Many aged 62 and beyond are now moving into nonprofit Continuing Care Retirement Communities (CCRCs) like Silverstone in Nashua or Birch Hill Terrace in Manchester, which recently merged with RiverWoods in Exeter.

Whether residing in a CCRC or living on their own, for many seniors, the emphasis is on the living and on giving. They continue to add plenty of color and texture to the fabric of society.

“This cohort tends to spend a lot of time and energy engaged in their communities,” says Fahey. “They participate civically and vote more, although that trend is changing. But historically, that group has been very civic-minded.

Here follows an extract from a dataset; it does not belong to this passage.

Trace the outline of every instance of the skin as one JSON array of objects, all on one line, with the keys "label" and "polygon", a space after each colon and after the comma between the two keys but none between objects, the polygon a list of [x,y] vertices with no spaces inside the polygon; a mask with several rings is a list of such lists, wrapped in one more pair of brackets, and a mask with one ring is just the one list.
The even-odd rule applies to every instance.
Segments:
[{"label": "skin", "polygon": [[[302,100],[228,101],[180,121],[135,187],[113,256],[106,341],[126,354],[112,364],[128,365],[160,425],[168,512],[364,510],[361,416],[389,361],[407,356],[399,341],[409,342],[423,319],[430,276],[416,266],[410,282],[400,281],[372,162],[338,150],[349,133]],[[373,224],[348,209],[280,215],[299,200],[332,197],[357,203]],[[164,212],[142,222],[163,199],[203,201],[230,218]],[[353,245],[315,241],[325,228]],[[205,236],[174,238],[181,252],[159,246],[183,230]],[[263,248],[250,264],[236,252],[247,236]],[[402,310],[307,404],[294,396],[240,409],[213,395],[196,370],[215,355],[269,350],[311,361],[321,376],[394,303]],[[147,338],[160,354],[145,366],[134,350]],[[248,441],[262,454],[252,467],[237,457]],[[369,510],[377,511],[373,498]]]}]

They donate a lot of their time by way of volunteering, and that cannot exactly be monetized.”

They are also sharing the wisdom accumulated with the wrinkles along the way.

“This is a really important thing in an aging state: There is a lot of business opportunity here, because, if we can tie together the longevity economy and the economic power of this group of people, there are plenty of opportunities for people to serve that,” he says. “That group represents a pool of consumers.

“They are also entrepreneurs in their own right. There are plenty of studies indicating that people who start businesses later tend to succeed in greater numbers. Think about all of the hours that people have worked in their career over a lifetime. We ought to celebrate the fact that we have a talented, well-educated, competent workforce, even if they are slightly older than some others. And we can build upon that.”

Norton also sees plenty of good reasons to surf the silver wave.

“We’re aging rapidly, but are still in our economic prime,” he says. “There is a lot of social and political capital in this big group of baby boomers who live in New Hampshire. One really important question is how do we tap into that, support that and take advantage of that?”